First line drugs and Genes not much NEDA

Sellebjerg F, Søndergaard HB, Koch-Henriksen N, Sørensen PS, Oturai AB.Prediction of response to interferon therapy in multiple sclerosis. Acta Neurol Scand. 2014 Jun 18. doi: 10.1111/ane.12269. [Epub ahead of print]
OBJECTIVE:Single nucleotide polymorphisms (SNPs) in the genes encoding interferon response factor (IRF)-5, IRF-8 and glypican-5 (GPC5) have been associated with disease activity in multiple sclerosis (MS) patients treated with interferon (IFN)-β. We analysed whether SNPs in the IRF5, IRF8 and GPC5 genes are associated with clinical disease activity in MS patients beginning de novo treatment with IFN-β.
METHODS:The SNPs rs2004640, rs3807306 and rs4728142 in IRF5, rs13333054 and rs17445836 in IRF8 and rs10492503 in GPC5 were genotyped in 575 patients with relapsing-remitting MS followed prospectively after the initiation of their first treatment with IFN-β.

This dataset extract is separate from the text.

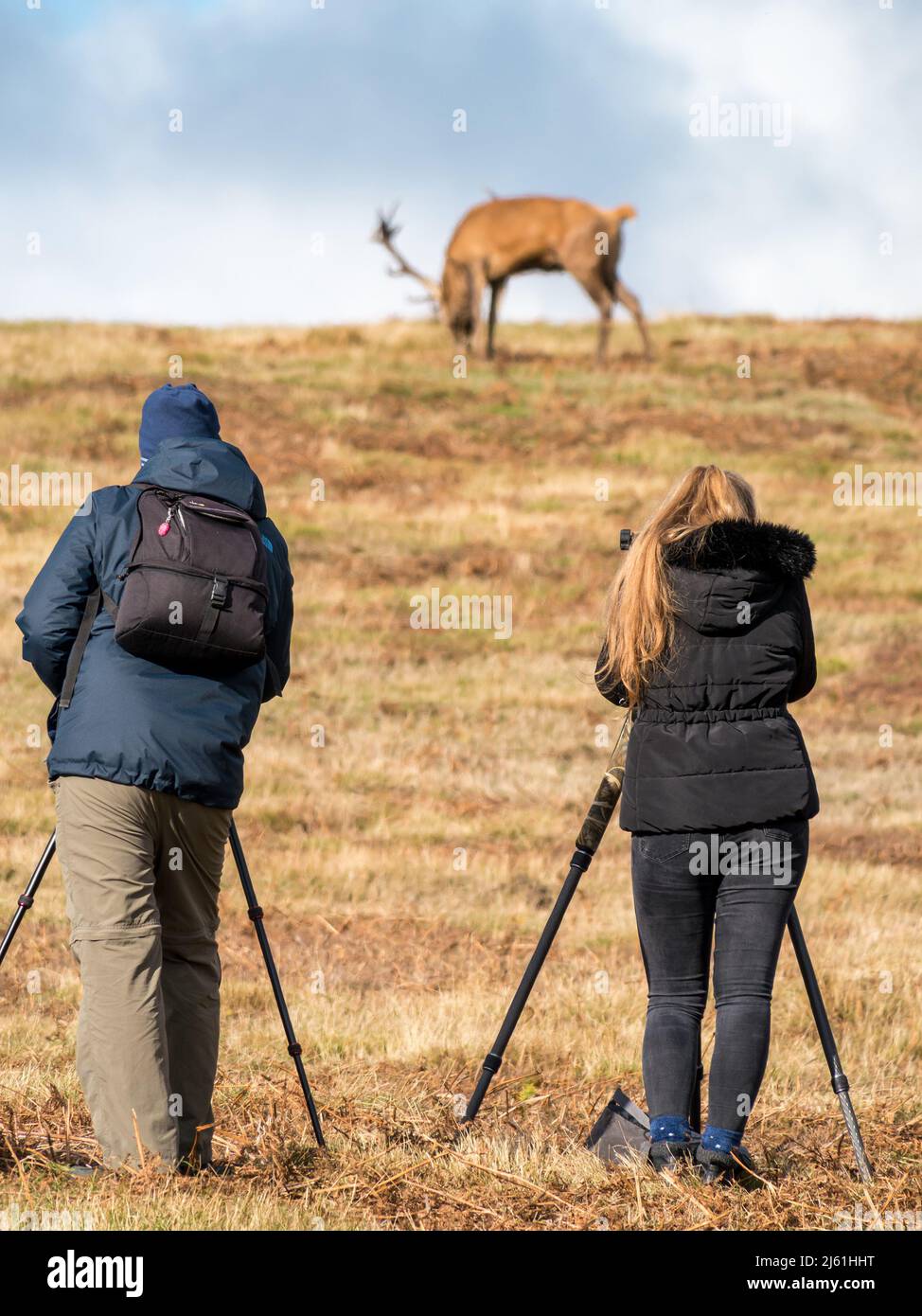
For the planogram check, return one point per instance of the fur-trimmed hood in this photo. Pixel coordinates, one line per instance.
(732, 573)
(754, 545)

RESULTS:62% of patients experienced relapses during the first 2 years of treatment, and 32% had disability progression during the first 5 years of treatment. Patients with a pretreatment annualized relapse rate >1 had an increased risk of relapse (hazard ratio 1.53, 95% confidence interval 1.24-1.90) and progression (hazard ratio 1.48, 95% confidence interval 1.10-1.99) on treatment and patients with breakthrough relapses in the form of relapses during the first 2 years of treatment had an increased risk of progression during the first 5 years of treatment (hazard ratio 2.04, 95% confidence interval 1.47-2.85).The gene variants in IRF5, IRF8 and GPC5 were not associated with risk of relapse or disease progression.
CONCLUSIONS:Pretreatment relapse rate and clinical disease activity during the first 2 years of treatment may be associated with disease progression in MS patients treated with IFN-β. Genetic analysis of the studied gene variants do not provide additional information.

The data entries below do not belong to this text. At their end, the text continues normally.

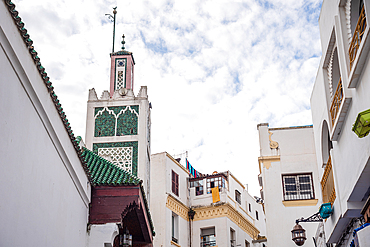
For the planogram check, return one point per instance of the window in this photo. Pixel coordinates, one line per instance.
(175, 224)
(298, 187)
(175, 183)
(198, 184)
(247, 243)
(208, 237)
(219, 182)
(232, 238)
(238, 197)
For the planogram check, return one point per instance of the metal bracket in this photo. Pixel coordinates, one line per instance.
(313, 218)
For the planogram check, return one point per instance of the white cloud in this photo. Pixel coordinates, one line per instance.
(214, 69)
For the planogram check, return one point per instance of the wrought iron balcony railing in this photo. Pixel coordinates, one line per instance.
(208, 243)
(337, 101)
(357, 37)
(327, 184)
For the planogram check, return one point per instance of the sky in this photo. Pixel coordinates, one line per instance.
(214, 69)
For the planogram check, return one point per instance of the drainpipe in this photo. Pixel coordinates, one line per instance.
(191, 214)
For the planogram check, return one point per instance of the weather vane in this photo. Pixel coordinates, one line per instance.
(113, 19)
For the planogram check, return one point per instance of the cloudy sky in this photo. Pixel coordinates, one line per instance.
(214, 69)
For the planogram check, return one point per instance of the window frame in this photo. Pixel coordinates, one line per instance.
(198, 185)
(298, 185)
(221, 182)
(209, 239)
(238, 197)
(175, 227)
(175, 183)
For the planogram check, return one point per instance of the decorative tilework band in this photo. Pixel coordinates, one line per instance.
(116, 121)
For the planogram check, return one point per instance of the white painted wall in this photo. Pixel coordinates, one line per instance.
(101, 235)
(161, 186)
(350, 154)
(144, 124)
(162, 166)
(44, 190)
(297, 155)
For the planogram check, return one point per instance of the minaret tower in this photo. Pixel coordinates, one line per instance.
(118, 123)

Predict who will respond and who will not respond to drugs is of interest to neuros treating you, but less of a concern to pharma who just want to sell to every one...which is rather disturbing that they are happy for you to pay for something that may be effectively useless. If you look in genes you maybe be able to work out who responds and who doesn't. This is called pharmacogenomics. Whilst this study they did not really find anything of interest in this respect it does show that 2% of patients experienced relapses during the first 2 years of treatment, and 32% had disability progression during the first 5 years of treatment and relapse history predicts relapse. This is hardly NEDA, is this what you want?